Près de mille personnes ont perdu la vie dans les inondations qui ont dévasté l’île de Sumatra et sa région, à partir de fin novembre. Plus de 220 autres étaient encore portées disparues jeudi 11 décembre, selon les autorités.
Sumatra abrite une espèce particulièrement rare, l’orang-outan de Tapanuli, décrite pour la première fois en 2017 et qui compte moins de 800 représentants à l’état sauvage.
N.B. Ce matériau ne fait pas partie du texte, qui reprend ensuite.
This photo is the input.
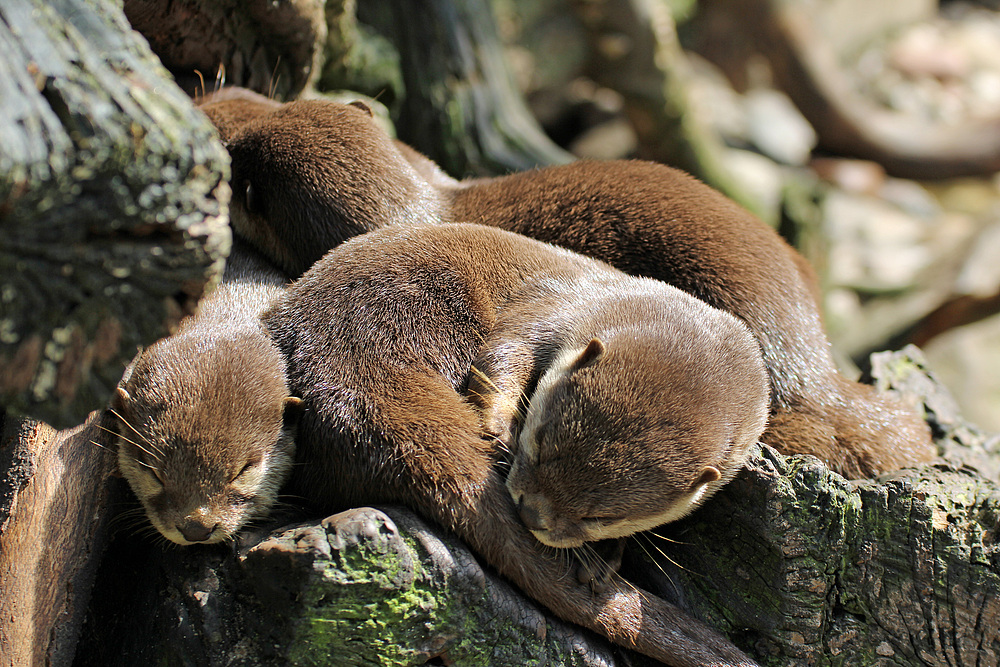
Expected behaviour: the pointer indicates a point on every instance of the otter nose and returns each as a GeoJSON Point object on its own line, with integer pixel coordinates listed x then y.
{"type": "Point", "coordinates": [196, 531]}
{"type": "Point", "coordinates": [530, 515]}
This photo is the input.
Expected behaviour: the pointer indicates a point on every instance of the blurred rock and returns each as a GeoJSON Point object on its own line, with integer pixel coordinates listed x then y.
{"type": "Point", "coordinates": [777, 128]}
{"type": "Point", "coordinates": [874, 247]}
{"type": "Point", "coordinates": [966, 360]}
{"type": "Point", "coordinates": [856, 176]}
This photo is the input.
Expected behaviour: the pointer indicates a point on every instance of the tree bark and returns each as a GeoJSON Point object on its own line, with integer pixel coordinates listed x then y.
{"type": "Point", "coordinates": [54, 516]}
{"type": "Point", "coordinates": [113, 201]}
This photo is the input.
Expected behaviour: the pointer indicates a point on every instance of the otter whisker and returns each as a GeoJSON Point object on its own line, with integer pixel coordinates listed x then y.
{"type": "Point", "coordinates": [105, 447]}
{"type": "Point", "coordinates": [663, 554]}
{"type": "Point", "coordinates": [158, 451]}
{"type": "Point", "coordinates": [220, 77]}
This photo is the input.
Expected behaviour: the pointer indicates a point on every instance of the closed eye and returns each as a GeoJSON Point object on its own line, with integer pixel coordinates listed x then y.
{"type": "Point", "coordinates": [252, 463]}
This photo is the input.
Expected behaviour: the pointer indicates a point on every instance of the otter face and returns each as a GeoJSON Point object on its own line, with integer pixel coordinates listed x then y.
{"type": "Point", "coordinates": [203, 462]}
{"type": "Point", "coordinates": [310, 174]}
{"type": "Point", "coordinates": [613, 443]}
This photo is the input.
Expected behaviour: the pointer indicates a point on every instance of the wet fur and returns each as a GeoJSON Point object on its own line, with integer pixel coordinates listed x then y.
{"type": "Point", "coordinates": [335, 173]}
{"type": "Point", "coordinates": [641, 402]}
{"type": "Point", "coordinates": [379, 338]}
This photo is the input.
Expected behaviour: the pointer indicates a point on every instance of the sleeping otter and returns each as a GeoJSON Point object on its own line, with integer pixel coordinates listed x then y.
{"type": "Point", "coordinates": [307, 175]}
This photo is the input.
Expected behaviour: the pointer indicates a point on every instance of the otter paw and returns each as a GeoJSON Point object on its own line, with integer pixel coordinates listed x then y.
{"type": "Point", "coordinates": [598, 562]}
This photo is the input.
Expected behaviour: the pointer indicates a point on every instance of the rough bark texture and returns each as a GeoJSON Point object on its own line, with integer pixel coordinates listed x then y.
{"type": "Point", "coordinates": [112, 197]}
{"type": "Point", "coordinates": [113, 204]}
{"type": "Point", "coordinates": [54, 516]}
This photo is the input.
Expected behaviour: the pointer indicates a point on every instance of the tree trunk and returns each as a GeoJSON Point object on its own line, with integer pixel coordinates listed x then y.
{"type": "Point", "coordinates": [461, 108]}
{"type": "Point", "coordinates": [113, 199]}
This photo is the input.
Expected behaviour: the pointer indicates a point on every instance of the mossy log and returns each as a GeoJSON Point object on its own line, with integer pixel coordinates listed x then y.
{"type": "Point", "coordinates": [635, 51]}
{"type": "Point", "coordinates": [55, 508]}
{"type": "Point", "coordinates": [460, 105]}
{"type": "Point", "coordinates": [273, 47]}
{"type": "Point", "coordinates": [806, 67]}
{"type": "Point", "coordinates": [113, 205]}
{"type": "Point", "coordinates": [794, 563]}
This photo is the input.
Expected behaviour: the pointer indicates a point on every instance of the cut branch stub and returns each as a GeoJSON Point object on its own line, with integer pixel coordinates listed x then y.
{"type": "Point", "coordinates": [113, 204]}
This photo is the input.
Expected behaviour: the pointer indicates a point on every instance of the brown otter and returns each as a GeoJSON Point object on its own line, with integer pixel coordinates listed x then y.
{"type": "Point", "coordinates": [379, 337]}
{"type": "Point", "coordinates": [641, 401]}
{"type": "Point", "coordinates": [310, 174]}
{"type": "Point", "coordinates": [206, 422]}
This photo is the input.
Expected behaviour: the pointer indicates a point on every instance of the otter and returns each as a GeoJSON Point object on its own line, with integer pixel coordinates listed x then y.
{"type": "Point", "coordinates": [379, 338]}
{"type": "Point", "coordinates": [205, 421]}
{"type": "Point", "coordinates": [639, 402]}
{"type": "Point", "coordinates": [307, 175]}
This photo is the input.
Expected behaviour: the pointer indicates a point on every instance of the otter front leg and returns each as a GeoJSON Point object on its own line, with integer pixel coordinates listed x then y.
{"type": "Point", "coordinates": [498, 384]}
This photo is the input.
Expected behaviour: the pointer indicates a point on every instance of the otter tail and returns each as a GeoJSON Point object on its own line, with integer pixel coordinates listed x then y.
{"type": "Point", "coordinates": [454, 480]}
{"type": "Point", "coordinates": [861, 432]}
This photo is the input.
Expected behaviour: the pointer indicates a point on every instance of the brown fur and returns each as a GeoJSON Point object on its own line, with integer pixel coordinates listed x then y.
{"type": "Point", "coordinates": [640, 401]}
{"type": "Point", "coordinates": [205, 418]}
{"type": "Point", "coordinates": [379, 337]}
{"type": "Point", "coordinates": [335, 173]}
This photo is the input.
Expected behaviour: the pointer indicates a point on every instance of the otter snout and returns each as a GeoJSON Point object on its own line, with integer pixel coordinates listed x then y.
{"type": "Point", "coordinates": [195, 530]}
{"type": "Point", "coordinates": [533, 513]}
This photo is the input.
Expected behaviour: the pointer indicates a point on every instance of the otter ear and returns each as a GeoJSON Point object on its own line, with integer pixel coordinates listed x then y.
{"type": "Point", "coordinates": [590, 355]}
{"type": "Point", "coordinates": [292, 408]}
{"type": "Point", "coordinates": [361, 105]}
{"type": "Point", "coordinates": [121, 403]}
{"type": "Point", "coordinates": [708, 475]}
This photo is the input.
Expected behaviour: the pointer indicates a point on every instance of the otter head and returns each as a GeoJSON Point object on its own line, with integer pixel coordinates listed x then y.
{"type": "Point", "coordinates": [625, 436]}
{"type": "Point", "coordinates": [310, 174]}
{"type": "Point", "coordinates": [206, 434]}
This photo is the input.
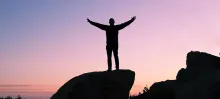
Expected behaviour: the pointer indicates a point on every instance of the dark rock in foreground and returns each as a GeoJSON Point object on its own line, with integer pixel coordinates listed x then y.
{"type": "Point", "coordinates": [98, 85]}
{"type": "Point", "coordinates": [199, 80]}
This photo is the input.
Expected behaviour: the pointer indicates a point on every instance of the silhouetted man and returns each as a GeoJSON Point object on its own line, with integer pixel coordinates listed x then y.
{"type": "Point", "coordinates": [112, 38]}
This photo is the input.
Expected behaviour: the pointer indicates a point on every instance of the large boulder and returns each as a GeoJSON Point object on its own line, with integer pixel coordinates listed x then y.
{"type": "Point", "coordinates": [98, 85]}
{"type": "Point", "coordinates": [199, 63]}
{"type": "Point", "coordinates": [205, 87]}
{"type": "Point", "coordinates": [201, 77]}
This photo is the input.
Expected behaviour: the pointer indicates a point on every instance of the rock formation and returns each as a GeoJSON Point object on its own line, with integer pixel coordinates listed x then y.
{"type": "Point", "coordinates": [98, 85]}
{"type": "Point", "coordinates": [199, 80]}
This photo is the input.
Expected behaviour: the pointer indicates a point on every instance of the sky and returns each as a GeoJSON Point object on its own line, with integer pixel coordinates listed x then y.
{"type": "Point", "coordinates": [46, 43]}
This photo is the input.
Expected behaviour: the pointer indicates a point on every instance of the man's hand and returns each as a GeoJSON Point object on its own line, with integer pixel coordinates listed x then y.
{"type": "Point", "coordinates": [133, 18]}
{"type": "Point", "coordinates": [88, 20]}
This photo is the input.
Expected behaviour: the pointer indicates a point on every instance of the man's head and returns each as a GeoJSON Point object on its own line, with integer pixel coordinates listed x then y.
{"type": "Point", "coordinates": [111, 21]}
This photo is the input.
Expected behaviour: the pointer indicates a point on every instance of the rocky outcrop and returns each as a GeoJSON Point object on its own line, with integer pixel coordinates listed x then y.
{"type": "Point", "coordinates": [98, 85]}
{"type": "Point", "coordinates": [199, 80]}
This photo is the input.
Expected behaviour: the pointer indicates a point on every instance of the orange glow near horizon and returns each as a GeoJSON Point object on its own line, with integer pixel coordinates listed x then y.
{"type": "Point", "coordinates": [47, 43]}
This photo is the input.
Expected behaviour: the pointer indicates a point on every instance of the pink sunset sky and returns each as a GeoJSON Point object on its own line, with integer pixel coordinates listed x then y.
{"type": "Point", "coordinates": [46, 43]}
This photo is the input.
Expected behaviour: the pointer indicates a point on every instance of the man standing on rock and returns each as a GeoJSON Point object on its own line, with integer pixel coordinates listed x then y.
{"type": "Point", "coordinates": [112, 38]}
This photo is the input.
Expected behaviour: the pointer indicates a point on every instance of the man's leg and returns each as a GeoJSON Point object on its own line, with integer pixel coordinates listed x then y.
{"type": "Point", "coordinates": [116, 59]}
{"type": "Point", "coordinates": [109, 54]}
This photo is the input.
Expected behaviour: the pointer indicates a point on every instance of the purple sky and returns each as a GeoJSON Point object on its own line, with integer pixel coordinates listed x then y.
{"type": "Point", "coordinates": [49, 42]}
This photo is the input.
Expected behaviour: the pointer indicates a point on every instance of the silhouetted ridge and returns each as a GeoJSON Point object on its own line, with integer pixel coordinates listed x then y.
{"type": "Point", "coordinates": [98, 85]}
{"type": "Point", "coordinates": [199, 80]}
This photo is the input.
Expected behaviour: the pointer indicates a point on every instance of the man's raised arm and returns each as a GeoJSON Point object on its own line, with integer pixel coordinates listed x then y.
{"type": "Point", "coordinates": [101, 26]}
{"type": "Point", "coordinates": [123, 25]}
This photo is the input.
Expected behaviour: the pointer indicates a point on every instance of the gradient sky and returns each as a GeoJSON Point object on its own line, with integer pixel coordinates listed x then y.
{"type": "Point", "coordinates": [47, 43]}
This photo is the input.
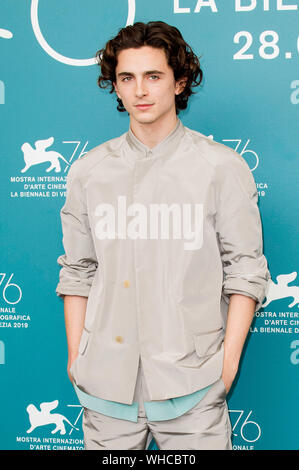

Des chercheurs ont analysé des images satellites des dégâts provoqués par les crues, en particulier d’une des trois zones de Sumatra connues pour leur peuplement d’orangs-outans de Tapanuli, où vivaient 581 spécimens avant les inondations.
Et dans une version préliminaire d’un article qui doit faire l’objet dans les prochains jours d’une prépublication – donc avant évaluation par des pairs -, les chercheurs vont jusqu’à comparer les inondations à une "perturbation d’un niveau pouvant mener à l’extinction" des orangs-outans de Tapanuli. "Nous pensons qu’entre 6 et 11 % des orangs-outans (y) ont probablement été tués", indique le biologiste Erik Meijaard, spécialiste de ces grands singes, mettant en garde contre la grande vulnérabilité de l’espèce. Un orang-outan a déjà été retrouvé mort dans la région, ont indiqué les chercheurs.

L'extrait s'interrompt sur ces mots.